The journal was the centerpiece of prosecutors’ opening bid to convince jurors that Roof, 22, deserves the death penalty for slaying nine black parishioners of the city’s historic Mother Emanuel African Methodist Episcopal Church in 2015. Roof, 22, was convicted last month of federal hate crimes for the shooting, and the same jurors who declared him guilty must weigh whether he deserves life in prison, or execution.
For his part, Roof did nothing to rebut prosecutors’ assertions about his lack of remorse. He used a brief opening statement only to tell jurors that he had fired his lawyers because he did not want them to present evidence about his mental health.
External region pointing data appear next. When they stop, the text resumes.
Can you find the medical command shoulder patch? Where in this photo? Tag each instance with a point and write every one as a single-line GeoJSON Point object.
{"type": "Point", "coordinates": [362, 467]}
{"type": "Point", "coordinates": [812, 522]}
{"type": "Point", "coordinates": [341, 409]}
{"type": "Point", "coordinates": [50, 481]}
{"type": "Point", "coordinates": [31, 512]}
He complained that the lawyers, outside of the view of the jury, “forced me to go through two competency hearings,” which he said would eventually become part of the public record.
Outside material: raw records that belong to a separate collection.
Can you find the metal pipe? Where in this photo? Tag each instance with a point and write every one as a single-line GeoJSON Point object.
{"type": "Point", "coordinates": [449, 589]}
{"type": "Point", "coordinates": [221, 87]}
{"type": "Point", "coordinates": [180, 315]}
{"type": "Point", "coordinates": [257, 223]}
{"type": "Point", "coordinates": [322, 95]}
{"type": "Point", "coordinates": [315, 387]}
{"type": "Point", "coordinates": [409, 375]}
“So, in that respect, my self-representation accomplishes nothing, so you can say, what’s the point?” Roof said. “And the point is that I’m not going to lie to you, either by myself or through anyone else.”
“There’s nothing wrong with me psychologically,” he added later.
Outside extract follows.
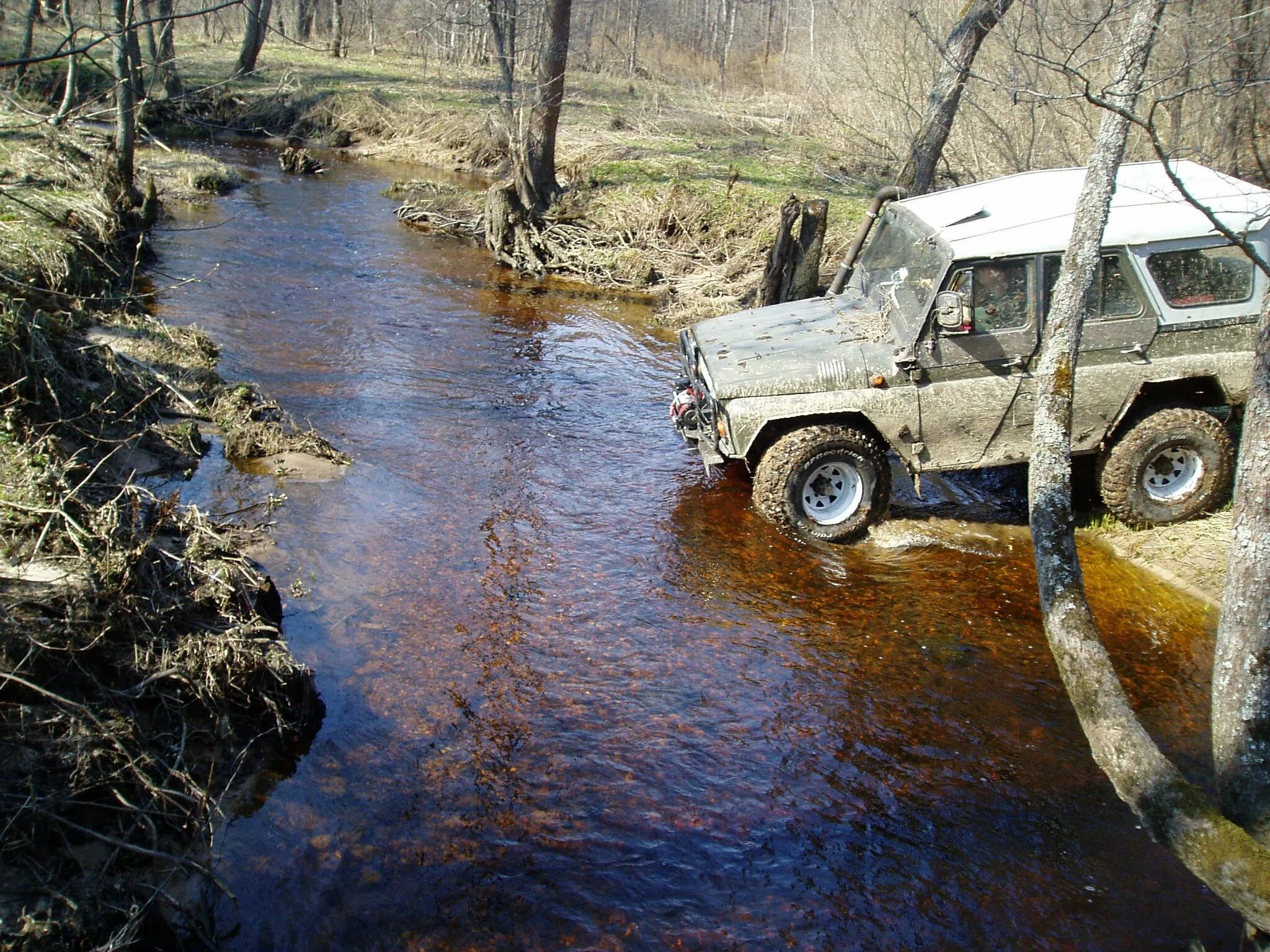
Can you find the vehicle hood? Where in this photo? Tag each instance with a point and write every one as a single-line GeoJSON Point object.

Assistant U.S. Attorney Nathan Williams said that Roof’s crimes were awful enough to deserve the ultimate penalty. Roof killed not one person, but nine, and “he killed them because of the color of their skin,” Williams said. He researched and scouted the church full of innocent people, whom he targeted for their vulnerability and “to magnify and incite violence in others,” Williams said.
And even six weeks after the massacre was over, Williams said, Roof wrote about his racial hatred and desire to spark mayhem in a journal investigators took from his jail cell. He said he sometimes lamented the loss of some of the things he enjoyed doing while free, but remarked, “Then I remember how I felt when I did these things, when I committed these murders, and how I knew I had to do something. And then I realized it was worth it.”
Roof did not contest his guilt in the case. Jurors saw a video of him matter-of-factly confessing to the crime in an interview with FBI agents and even chuckling at times.
“I am guilty,” he said. “We all know I’m guilty.”
In the same interview, though, Roof said that he regretted the crime “a little bit” and that the fact that nine people were killed “makes me feel bad.” Jurors took less than two hours to find him guilty of all 33 counts they were asked to consider.
Even some involved in the investigation and prosecution – including William Nettles, the former U.S. attorney in South Carolina, and Vanita Gupta, the head of the Justice Department’s civil rights division – advised against Attorney General Loretta Lynch’s decision to seek Roof’s execution. The Mother Emanuel church opposes the death penalty on religious grounds, and victims’ family members and those representing them have expressed complicated views on the subject.
Asked in his interview with FBI agents what he thought should happen to him, Roof responded, “I don’t know how to answer that.” But asked what should happen to a black man who killed nine white people in a church, Roof said: “He should probably die, too, I guess.”
Andrew J. Savage III, who represents several survivors of the attack and family members of those slain, said many – though not all – of his clients initially opposed the death penalty. They included Felicia Sanders, who was there during the shooting and whose son, Tywanza Sanders, 26, was killed.
“She wanted him to live so he could think about what he did and recall her son’s statement during the shooting, which was, ‘We mean you no harm,’ ” Savage said.
But Savage said Sanders’ and others’ views have evolved, especially since they saw Roof’s videotaped confession. Sanders, he said, is not a supporter of the death penalty, but she feels “that government has its responsibilities that she does not control.”
Sanders’ life and others, Savage said, have been damaged in unimaginable ways, and that won’t change no matter the outcome of the penalty phase. If Roof is sentenced to death, Savage said, the families will have to endure years of appeals. If he isn’t, they will still have to wrestle with an upcoming state trial, where a jury could impose a death sentence.
“The thing that they probably won’t get, and the thing that I want the most for them, is some form of closure,” Savage said. “The closure is not coming.”
Federal death sentences are a rarity, and actual executions even more so. The Justice Department has executed only three inmates in the modern death penalty era, and the last such execution was in 2003.
There are 59 federal inmates facing death sentences, according to the Bureau of Prisons. The most recent addition was Dzhokhar Tsarnaev, sentenced to death in 2015 for his role in the Boston Marathon bombings. Since the federal death penalty statute was reinstated in 1988 and expanded in 1994, the government has taken a little more than 200 such cases to trial, according to the Federal Death Penalty Resource Counsel Project. Juries deciding sentences handed down punishments of life in prison about twice as often as the death penalty.
The Justice Department now has what is effectively a moratorium on federal executions while authorities review their policy.